Earlier Project Updates
4 Sept 2010
We have found 3 new daughter groups of U5a2 among the U5 project members. Here are the current results of all U5a2 including both the U5 project and all full mtDNA sequences published in GenBank:
U5a2a has 44 members and is widely distributed throughout Europe
U5a2b has 37 members with a dominant daughter of 28 members that is mostly located in central/eastern Europe
U5a2c has 12 members and is mostly located mostly in western Europe
U5a2d has 2 members with one of them in Finland
U5a2e has 3 members in eastern Europe (Slovenia, Belarus, Czech)
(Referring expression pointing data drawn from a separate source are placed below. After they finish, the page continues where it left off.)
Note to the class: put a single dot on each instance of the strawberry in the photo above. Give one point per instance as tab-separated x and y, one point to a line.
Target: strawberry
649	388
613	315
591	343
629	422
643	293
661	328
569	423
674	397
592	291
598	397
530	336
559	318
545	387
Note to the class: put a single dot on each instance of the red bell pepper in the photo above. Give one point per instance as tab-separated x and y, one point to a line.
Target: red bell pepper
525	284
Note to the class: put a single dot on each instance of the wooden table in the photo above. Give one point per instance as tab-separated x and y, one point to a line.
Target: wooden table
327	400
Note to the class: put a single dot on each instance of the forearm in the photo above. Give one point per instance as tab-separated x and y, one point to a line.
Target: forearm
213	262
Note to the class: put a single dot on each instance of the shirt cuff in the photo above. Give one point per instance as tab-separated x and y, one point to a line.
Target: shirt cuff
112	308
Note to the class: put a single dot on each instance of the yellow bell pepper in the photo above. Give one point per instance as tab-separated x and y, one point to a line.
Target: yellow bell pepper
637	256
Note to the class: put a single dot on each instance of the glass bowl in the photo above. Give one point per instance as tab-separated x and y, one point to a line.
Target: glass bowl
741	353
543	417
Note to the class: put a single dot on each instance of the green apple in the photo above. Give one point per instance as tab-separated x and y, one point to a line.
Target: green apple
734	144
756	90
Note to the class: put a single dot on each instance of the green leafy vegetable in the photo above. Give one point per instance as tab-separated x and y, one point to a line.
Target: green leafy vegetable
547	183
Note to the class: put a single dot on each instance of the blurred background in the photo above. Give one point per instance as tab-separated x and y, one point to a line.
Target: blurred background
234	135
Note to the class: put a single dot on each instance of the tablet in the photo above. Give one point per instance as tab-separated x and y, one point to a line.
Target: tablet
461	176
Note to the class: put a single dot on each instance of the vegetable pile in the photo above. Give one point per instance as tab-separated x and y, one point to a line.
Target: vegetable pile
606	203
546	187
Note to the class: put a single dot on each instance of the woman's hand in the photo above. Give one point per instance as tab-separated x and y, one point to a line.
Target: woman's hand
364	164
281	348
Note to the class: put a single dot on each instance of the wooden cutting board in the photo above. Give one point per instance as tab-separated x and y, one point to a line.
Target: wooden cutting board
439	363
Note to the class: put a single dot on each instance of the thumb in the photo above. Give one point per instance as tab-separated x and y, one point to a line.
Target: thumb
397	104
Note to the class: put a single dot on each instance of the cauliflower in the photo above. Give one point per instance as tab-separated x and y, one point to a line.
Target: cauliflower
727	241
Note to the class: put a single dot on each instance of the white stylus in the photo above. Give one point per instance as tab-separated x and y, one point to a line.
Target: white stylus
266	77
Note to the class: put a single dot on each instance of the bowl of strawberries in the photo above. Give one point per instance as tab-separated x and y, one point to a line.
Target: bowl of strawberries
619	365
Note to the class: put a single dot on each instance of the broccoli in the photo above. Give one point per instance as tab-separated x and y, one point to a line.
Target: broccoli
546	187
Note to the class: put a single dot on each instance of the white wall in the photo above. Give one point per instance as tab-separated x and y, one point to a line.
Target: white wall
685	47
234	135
The 3 new unnamed daughter groups of U5a2 have origins in France, Portugal and England
11 Aug 2010
We currently have 840 U5 members in the project including 441 in U5a, 397 in U5b, and 2 not assigned to a U5a or U5b. U5a is mostly U5a1 with 312 members and there are 129 members in U5a2. U5b subgroups are more difficult to predict, but there are currently 70 members in U5b1, 90 members in U5b2, and 24 members in Ub3. Another 56 people are in the U5a project including 47 U5a and 9 U5b. Combining both projects we have 896 U5 test results. Approximately 200 U5 people have done the full mtDNA sequence test (FGS or FMS).
15 July 2010
Jørgen , Gail and Andreas have joined as co-administrators for the U5 project to organize the results and update the trees for U5a1, U5a2 and U5b, respectively. All project members have been placed in groups based on results of the Full mtDNA sequence or predicted groups based on HVR1 and HVR2 results.